April 15: It’s the day we’ve all been procrastinating for.

But if you’re looking for a way to avoid thinking about your own taxes for a little longer, then take a look at this article referenced by Brookings earlier this month about a successful regional tax base sharing program in Minnesota.

While we realize that reading up on regional tax base policy isn’t for everyone, the example of Minneapolis-St.Paul actually proves, at least, that regional tax base policy can work for everyone.

Leave it to the region that also busted the myth about northern city biking…

As the authors state:

Created by the Minnesota Fiscal Disparities Act of 1971 as an alternative to annexation and consolidation of local governments, the Twin Cities tax-base- sharing program was an attempt to respond to a number of concerns, including increasing property tax rates, tax-base and tax-rate disparities, and inter-jurisdictional competition for
development…
By reducing the need for local governments to “steal” revenue-generating land uses from each other, such policies allow them to engage in more thoughtful and beneficial land-use planning.

One of the lingering challenges for Buffalo-Niagara, and for many regions across the Great Lakes and Northeast, is to reexamine local tax policy that was established before the interdependence of communities within metropolitan regions was as pronounced and magnified as it is today.

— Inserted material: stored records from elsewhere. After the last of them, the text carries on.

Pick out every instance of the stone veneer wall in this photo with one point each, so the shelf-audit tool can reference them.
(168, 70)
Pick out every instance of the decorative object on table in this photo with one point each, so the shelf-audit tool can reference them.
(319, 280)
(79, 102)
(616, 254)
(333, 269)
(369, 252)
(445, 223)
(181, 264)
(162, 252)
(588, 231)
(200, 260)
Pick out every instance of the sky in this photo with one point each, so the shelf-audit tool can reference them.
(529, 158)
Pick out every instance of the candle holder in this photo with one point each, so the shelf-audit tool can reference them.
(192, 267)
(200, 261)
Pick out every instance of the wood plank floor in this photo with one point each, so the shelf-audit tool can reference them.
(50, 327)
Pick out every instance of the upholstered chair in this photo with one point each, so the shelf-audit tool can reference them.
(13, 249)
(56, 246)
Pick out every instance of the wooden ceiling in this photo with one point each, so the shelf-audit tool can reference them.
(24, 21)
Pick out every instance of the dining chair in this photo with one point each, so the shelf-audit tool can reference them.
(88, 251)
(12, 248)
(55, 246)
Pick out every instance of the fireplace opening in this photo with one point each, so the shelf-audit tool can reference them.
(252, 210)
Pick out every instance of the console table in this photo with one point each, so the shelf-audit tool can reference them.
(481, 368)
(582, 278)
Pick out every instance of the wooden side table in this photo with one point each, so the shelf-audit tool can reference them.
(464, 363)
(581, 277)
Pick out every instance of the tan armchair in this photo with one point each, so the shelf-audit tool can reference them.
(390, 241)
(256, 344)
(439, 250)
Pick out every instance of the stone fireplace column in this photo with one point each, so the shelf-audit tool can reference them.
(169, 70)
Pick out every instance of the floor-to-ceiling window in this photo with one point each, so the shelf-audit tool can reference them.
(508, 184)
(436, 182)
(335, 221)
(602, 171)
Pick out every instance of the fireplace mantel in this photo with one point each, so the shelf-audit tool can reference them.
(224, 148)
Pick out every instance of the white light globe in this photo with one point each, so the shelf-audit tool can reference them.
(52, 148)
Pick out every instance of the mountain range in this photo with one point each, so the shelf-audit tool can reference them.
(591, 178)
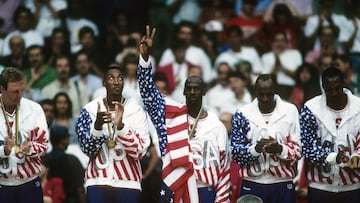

As the Buffalo City Council examines new participatory ways to allocate government revenue, is it also time to take a broader look at the way our municipalities allocate revenue in more cooperative rather than competitive ways?

Minnesota’s experience suggests:
The Act’s ultimate success required a “unique coalition of central-city and suburban legislators” working together to ensure the future economic vitality of the entire state.

Recent regional collaboration, including the unprecedented One Region Forward planning process, combined with shifting and improving economic prospects, may just make the timing right for Buffalo Niagara to do the same.

But on behalf of accountants everywhere, maybe we should at least wait until tomorrow.